Langkah penanganan tersebut dilakukan melalui koordinasi bersama sejumlah pihak seperti PT KAI, Danantara, BP BUMN, DJKA, dan KNKT yang telah memulai program penutupan pelintasan berisiko tinggi sejak awal Mei 2026. Pemerintah pusat juga menyiapkan dana tambahan sebesar Rp 4 triliun guna mendukung percepatan pembangunan infrastruktur penunjang, termasuk rencana pembangunan flyover di wilayah Bekasi yang telah disetujui oleh Presiden Prabowo Subianto.
Alokasi dana sebesar Rp 842,48 miliar tersebut ditujukan untuk membiayai kebutuhan petugas penjaga sebesar Rp 603,9 miar, pembangunan pos jaga senilai Rp 158,1 miliar, serta penyediaan fasilitas mekanikal dan elektrikal sebesar Rp 60,9 miliar. Saat ini tercatat ada 3.674 titik pelintasan sebidang di Indonesia, dengan 172 titik di antaranya direkomendasikan untuk ditutup total karena memiliki lebar jalan kurang dari 2 meter.
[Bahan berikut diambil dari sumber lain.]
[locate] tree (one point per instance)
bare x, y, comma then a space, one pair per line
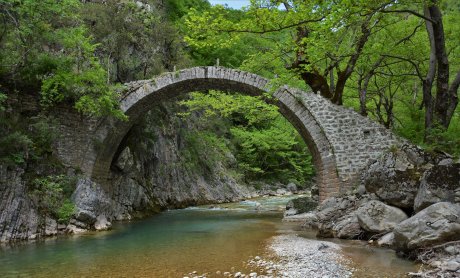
44, 48
440, 107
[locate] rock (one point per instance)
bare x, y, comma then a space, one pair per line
301, 205
310, 221
314, 190
292, 187
19, 219
438, 184
446, 161
394, 178
347, 228
281, 191
72, 229
435, 224
361, 190
290, 212
452, 250
326, 222
125, 160
377, 217
451, 265
102, 223
51, 227
387, 240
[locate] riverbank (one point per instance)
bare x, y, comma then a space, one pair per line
298, 257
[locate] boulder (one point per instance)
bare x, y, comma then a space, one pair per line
347, 228
102, 223
438, 184
301, 205
292, 187
125, 160
50, 227
377, 217
310, 220
435, 224
387, 240
394, 178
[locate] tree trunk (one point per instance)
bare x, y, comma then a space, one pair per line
428, 81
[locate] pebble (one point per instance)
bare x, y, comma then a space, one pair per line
297, 257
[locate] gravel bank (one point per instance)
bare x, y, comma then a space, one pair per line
300, 257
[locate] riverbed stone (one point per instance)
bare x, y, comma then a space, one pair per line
435, 224
102, 223
438, 184
301, 205
50, 227
387, 240
377, 217
394, 177
347, 228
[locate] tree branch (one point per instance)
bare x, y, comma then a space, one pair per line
281, 28
410, 12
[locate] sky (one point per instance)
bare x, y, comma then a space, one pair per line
236, 4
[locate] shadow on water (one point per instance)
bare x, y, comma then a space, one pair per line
176, 242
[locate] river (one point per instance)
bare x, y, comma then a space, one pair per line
174, 243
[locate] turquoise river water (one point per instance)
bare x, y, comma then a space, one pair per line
174, 243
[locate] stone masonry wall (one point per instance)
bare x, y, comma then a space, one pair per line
342, 141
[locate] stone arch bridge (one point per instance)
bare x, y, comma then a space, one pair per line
341, 141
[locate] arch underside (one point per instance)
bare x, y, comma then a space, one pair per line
142, 95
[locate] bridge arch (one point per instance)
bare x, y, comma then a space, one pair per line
340, 140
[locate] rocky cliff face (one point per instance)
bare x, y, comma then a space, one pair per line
151, 172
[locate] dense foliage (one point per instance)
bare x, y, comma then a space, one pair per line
395, 61
266, 145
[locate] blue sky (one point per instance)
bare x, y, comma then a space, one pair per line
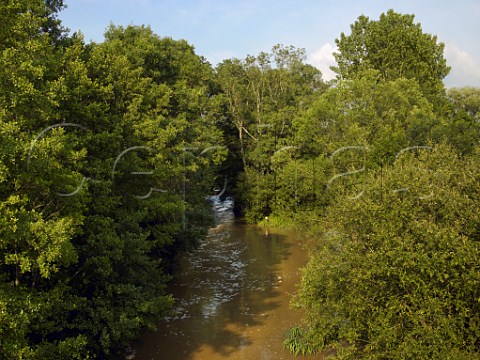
224, 29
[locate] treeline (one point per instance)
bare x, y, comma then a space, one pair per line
108, 152
381, 167
105, 161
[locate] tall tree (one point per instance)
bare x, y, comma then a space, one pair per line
396, 47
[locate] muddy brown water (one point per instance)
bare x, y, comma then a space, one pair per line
232, 296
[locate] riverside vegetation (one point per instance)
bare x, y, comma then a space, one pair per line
109, 150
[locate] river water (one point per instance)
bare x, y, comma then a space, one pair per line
232, 296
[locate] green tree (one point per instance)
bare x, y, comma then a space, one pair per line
395, 274
396, 47
262, 96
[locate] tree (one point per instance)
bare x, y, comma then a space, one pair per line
262, 96
396, 47
395, 273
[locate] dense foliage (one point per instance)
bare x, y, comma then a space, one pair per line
394, 273
102, 177
108, 152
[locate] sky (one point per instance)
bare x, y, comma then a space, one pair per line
223, 29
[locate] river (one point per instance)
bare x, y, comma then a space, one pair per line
232, 296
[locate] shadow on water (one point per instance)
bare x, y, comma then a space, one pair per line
232, 297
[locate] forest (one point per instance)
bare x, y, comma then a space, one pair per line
108, 152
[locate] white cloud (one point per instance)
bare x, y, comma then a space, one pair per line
322, 59
465, 68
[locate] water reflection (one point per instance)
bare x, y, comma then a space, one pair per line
232, 296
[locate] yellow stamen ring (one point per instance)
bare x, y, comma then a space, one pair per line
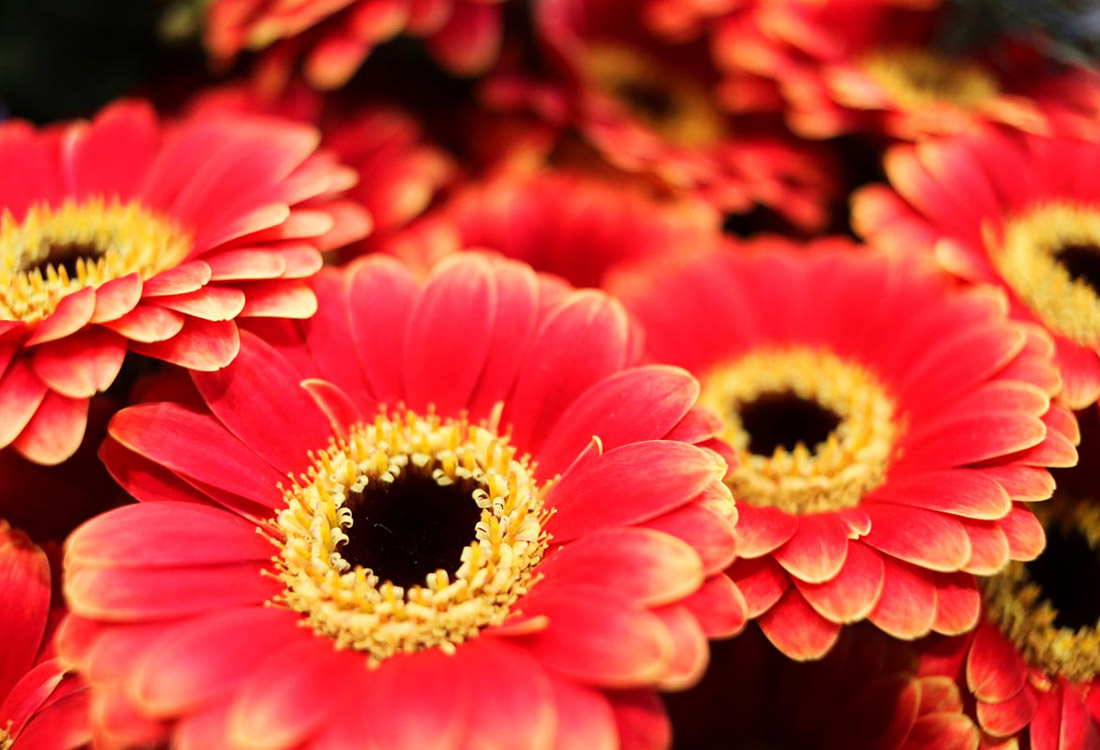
350, 604
1027, 258
834, 474
55, 251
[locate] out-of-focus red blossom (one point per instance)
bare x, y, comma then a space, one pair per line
889, 428
845, 66
1016, 702
626, 594
579, 227
42, 706
124, 233
866, 693
1005, 209
399, 172
48, 502
646, 106
332, 37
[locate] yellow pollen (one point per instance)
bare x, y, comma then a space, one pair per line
349, 603
915, 78
679, 109
1030, 258
836, 472
55, 251
1019, 608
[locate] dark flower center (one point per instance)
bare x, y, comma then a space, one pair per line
1082, 262
1068, 572
785, 419
413, 527
67, 257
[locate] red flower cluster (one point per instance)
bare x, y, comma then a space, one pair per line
348, 401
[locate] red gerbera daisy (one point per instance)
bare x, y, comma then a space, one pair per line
856, 66
1033, 664
887, 427
334, 36
41, 705
464, 566
1018, 211
399, 172
647, 106
122, 233
866, 693
578, 227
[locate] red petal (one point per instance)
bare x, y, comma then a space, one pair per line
795, 629
690, 654
449, 333
635, 405
196, 445
816, 551
583, 341
288, 697
80, 365
642, 724
516, 708
707, 530
55, 431
24, 597
201, 344
853, 593
584, 718
121, 594
628, 485
761, 582
206, 657
761, 529
994, 671
72, 313
1008, 717
718, 606
924, 538
597, 637
649, 566
260, 399
187, 533
908, 606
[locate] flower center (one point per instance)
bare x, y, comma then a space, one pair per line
1049, 608
1051, 257
55, 251
675, 107
411, 532
813, 432
915, 78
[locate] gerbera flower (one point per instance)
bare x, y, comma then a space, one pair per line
866, 693
648, 107
433, 584
41, 705
1016, 211
578, 227
888, 428
125, 234
334, 36
400, 172
855, 66
1033, 664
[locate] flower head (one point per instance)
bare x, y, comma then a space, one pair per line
41, 704
1020, 212
418, 504
855, 66
649, 107
122, 233
888, 430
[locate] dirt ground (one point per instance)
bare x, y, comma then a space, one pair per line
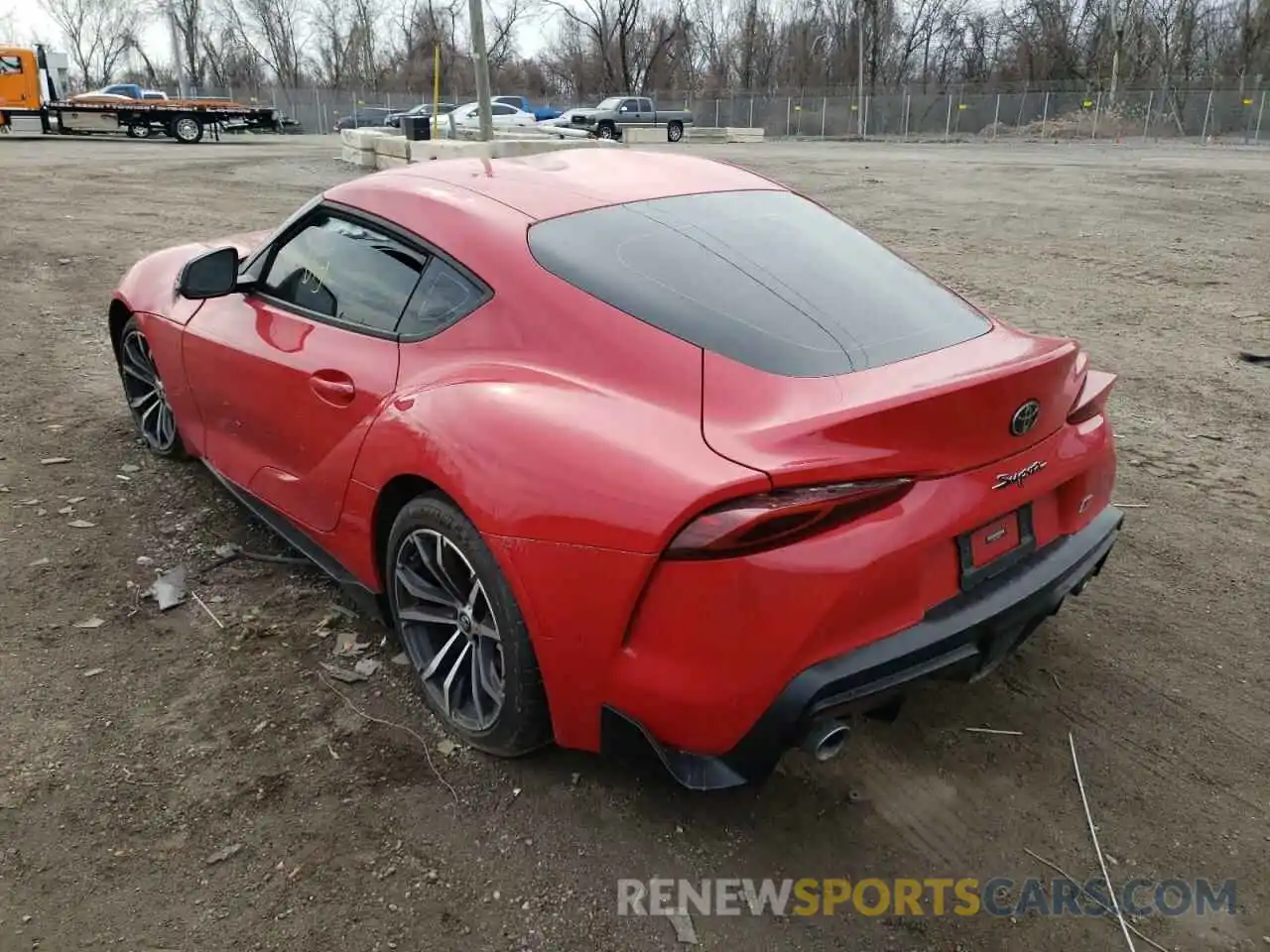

Menteri Perhubungan Dudy Purwagandhi menyatakan bahwa pihaknya masih menunggu hasil investigasi resmi dari Komite Nasional Keselamatan Transportasi terkait kecelakaan yang melibatkan KRL Commuter Line dan KA Argo Bromo Anggrek di Stasiun Bekasi Timur pada 27 April 2026 lalu.
"Kemenhub tidak akan mendahului hasil investigasi KNKT yang tentu berdasarkan fakta dan data. Sambil menunggu proses tersebut selesai, langkah-langkah evaluasi dan penguatan keselamatan tetap berjalan di semua aspek: sarana, prasarana, operasional, SDM, pengawasan, maupun koordinasi lintas pemangku kepentingan," ucap Dudy Purwagandhi, Menteri Perhubungan.
Pemerintah mengklaim tren kecelakaan di pelintasan sebidang mengalami penurunan dalam tiga tahun terakhir, yakni dari 337 kejadian pada 2024, turun menjadi 291 kasus pada 2025, dan tercatat sebanyak 102 kejadian hingga 1 Mai 2026.
"Kemenhub memandang keselamatan perkeretaapian harus terus diperkuat melalui evaluasi menyeluruh mencakup aspek operasional, kondisi prasarana, kelaikan sarana, sistem persinyalan, prosedur darurat, kompetensi SDM, manajemen risiko, pengawasan pelintasan sebidang, serta koordinasi dengan pemangku kepentingan di luar sektor perkeretaapian," ujar Dudy Purwagandhi, Menteri Perhubungan.
Evaluasi menyeluruh dan penutupan pelintasan liar menjadi prioritas utama demi mencegah terulangnya kecelakaan transportasi massal di masa mendatang.
"Kami menyatakan, tidak ada kompromi untuk keselamatan transportasi. Setiap kejadian harus menjadi pelajaran, dan ditindaklanjuti dengan perbaikan sistem," kata Dudy Purwagandhi, Menteri Perhubungan.